Selected managers act as an interface with external partners, accelerators, incubators, start-ups and venture capitalists. Some of our most active corporate LPs, such as Groupama and Renault, have governance systems with dedicated entry points for information, knowledge and contacts. These are in charge of analysing and subsequently sharing this information with the relevant internal network of appointed “on the ground experts” on selected strategic topics. The responsibility of these experts is to understand how feasible projects are, further test new technologies and in time implement the best solutions. Successful open innovation relies on a network of engaged experts and champions throughout the business and who revert back to top management; this builds buy-in.

The entry point can be an individual or a team depending on size and needs, but it is always part of a process that actively involves more people. This means it’s easier to come to a decision on whether it’s worth to pursue a certain opportunity or not, leading to clearer feedback for start-ups.

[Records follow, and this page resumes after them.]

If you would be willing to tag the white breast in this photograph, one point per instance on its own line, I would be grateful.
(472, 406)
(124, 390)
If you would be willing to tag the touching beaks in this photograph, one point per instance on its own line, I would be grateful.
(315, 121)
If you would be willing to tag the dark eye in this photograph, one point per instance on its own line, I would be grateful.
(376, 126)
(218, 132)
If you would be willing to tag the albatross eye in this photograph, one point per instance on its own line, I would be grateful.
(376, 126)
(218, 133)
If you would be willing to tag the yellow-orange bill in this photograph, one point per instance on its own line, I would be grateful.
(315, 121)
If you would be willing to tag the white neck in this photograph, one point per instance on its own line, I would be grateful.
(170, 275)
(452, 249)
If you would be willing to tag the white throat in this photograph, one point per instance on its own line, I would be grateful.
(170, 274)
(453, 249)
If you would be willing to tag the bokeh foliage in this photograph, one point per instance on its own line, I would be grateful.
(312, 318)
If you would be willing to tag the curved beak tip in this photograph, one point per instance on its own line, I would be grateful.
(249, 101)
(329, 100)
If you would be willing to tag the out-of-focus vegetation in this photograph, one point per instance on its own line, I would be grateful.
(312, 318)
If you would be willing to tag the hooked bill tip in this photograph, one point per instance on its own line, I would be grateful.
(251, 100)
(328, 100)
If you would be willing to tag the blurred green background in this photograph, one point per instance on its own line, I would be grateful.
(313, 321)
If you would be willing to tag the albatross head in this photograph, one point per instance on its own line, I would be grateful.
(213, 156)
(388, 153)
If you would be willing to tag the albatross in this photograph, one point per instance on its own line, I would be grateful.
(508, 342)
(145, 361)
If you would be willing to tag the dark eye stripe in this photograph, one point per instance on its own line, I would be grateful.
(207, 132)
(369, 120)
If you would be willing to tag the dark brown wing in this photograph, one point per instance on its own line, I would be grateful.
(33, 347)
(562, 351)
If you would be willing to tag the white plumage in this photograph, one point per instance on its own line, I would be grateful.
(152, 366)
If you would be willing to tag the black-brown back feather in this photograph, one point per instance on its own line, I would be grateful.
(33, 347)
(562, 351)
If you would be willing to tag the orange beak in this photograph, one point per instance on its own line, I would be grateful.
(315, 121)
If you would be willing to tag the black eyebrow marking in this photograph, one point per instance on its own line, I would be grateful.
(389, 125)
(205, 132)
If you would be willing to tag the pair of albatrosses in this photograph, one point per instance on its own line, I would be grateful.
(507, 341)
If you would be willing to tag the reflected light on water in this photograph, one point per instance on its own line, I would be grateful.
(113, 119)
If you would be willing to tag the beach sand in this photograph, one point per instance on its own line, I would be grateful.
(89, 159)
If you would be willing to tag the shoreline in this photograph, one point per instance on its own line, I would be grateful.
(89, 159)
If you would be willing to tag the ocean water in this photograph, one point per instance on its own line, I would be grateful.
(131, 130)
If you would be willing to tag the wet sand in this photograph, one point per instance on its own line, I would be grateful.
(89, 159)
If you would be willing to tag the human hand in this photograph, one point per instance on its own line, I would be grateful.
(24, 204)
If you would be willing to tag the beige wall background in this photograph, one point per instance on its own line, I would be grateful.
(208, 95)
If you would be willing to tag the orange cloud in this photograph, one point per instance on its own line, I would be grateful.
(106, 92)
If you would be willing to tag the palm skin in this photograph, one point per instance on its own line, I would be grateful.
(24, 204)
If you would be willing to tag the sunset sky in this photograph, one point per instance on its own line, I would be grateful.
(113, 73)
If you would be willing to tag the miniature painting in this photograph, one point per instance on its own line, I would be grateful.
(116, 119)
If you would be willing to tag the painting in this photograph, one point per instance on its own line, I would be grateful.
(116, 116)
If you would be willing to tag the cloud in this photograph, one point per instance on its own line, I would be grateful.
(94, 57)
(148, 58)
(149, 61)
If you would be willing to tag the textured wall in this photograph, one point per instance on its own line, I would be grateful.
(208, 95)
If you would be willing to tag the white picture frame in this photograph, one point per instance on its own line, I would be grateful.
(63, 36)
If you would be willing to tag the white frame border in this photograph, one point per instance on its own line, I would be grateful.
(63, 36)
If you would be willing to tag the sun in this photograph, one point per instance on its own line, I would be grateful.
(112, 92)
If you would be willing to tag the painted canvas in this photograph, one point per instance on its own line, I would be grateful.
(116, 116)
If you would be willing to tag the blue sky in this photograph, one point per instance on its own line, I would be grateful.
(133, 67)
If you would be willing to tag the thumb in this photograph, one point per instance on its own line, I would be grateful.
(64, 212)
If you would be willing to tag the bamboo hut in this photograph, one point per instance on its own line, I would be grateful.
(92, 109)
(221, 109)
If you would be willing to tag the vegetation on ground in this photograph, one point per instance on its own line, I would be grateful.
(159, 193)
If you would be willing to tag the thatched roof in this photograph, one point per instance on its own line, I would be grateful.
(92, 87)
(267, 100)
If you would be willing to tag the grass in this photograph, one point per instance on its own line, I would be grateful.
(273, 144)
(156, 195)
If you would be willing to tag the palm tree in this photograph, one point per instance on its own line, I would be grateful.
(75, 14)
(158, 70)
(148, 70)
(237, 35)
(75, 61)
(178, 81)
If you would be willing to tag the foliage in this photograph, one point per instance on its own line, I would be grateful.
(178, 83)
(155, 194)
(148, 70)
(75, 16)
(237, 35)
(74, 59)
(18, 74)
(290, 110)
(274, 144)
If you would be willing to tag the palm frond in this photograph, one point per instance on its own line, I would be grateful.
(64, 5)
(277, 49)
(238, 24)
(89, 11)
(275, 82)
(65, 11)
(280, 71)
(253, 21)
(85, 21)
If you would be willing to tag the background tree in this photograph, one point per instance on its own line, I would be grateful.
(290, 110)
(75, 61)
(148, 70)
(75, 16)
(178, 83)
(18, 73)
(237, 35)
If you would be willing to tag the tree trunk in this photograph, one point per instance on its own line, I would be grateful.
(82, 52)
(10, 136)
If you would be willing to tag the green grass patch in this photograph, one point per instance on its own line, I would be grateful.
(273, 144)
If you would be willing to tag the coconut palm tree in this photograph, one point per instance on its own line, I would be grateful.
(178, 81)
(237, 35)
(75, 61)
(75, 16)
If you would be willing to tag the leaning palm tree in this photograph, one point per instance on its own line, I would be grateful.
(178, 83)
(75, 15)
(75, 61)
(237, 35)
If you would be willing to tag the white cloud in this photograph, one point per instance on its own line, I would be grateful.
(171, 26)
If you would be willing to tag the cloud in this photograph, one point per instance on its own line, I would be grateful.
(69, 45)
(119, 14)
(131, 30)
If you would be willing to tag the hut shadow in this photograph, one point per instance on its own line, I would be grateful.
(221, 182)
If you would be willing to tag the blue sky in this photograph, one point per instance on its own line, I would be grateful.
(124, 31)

Whenever there is a corporate innovation team, it should be cross-functional, allowing for a full end-to-end comprehension and testing of the opportunity at hand. This team has to work independently from the day to day operations of the business, being free to scout, learn, test, analyse and propose to the rest of the business once they’re onto something.

2. Test relentlessly together

How does it work, how does it fit with our existing IT and R&D, how will we sell it, where, how will this impact our customer journey? This is the most tangible phase of any open innovation project and involves working very closely with the start-up, hence the need for a dedicated workforce, not a lone innovation ranger.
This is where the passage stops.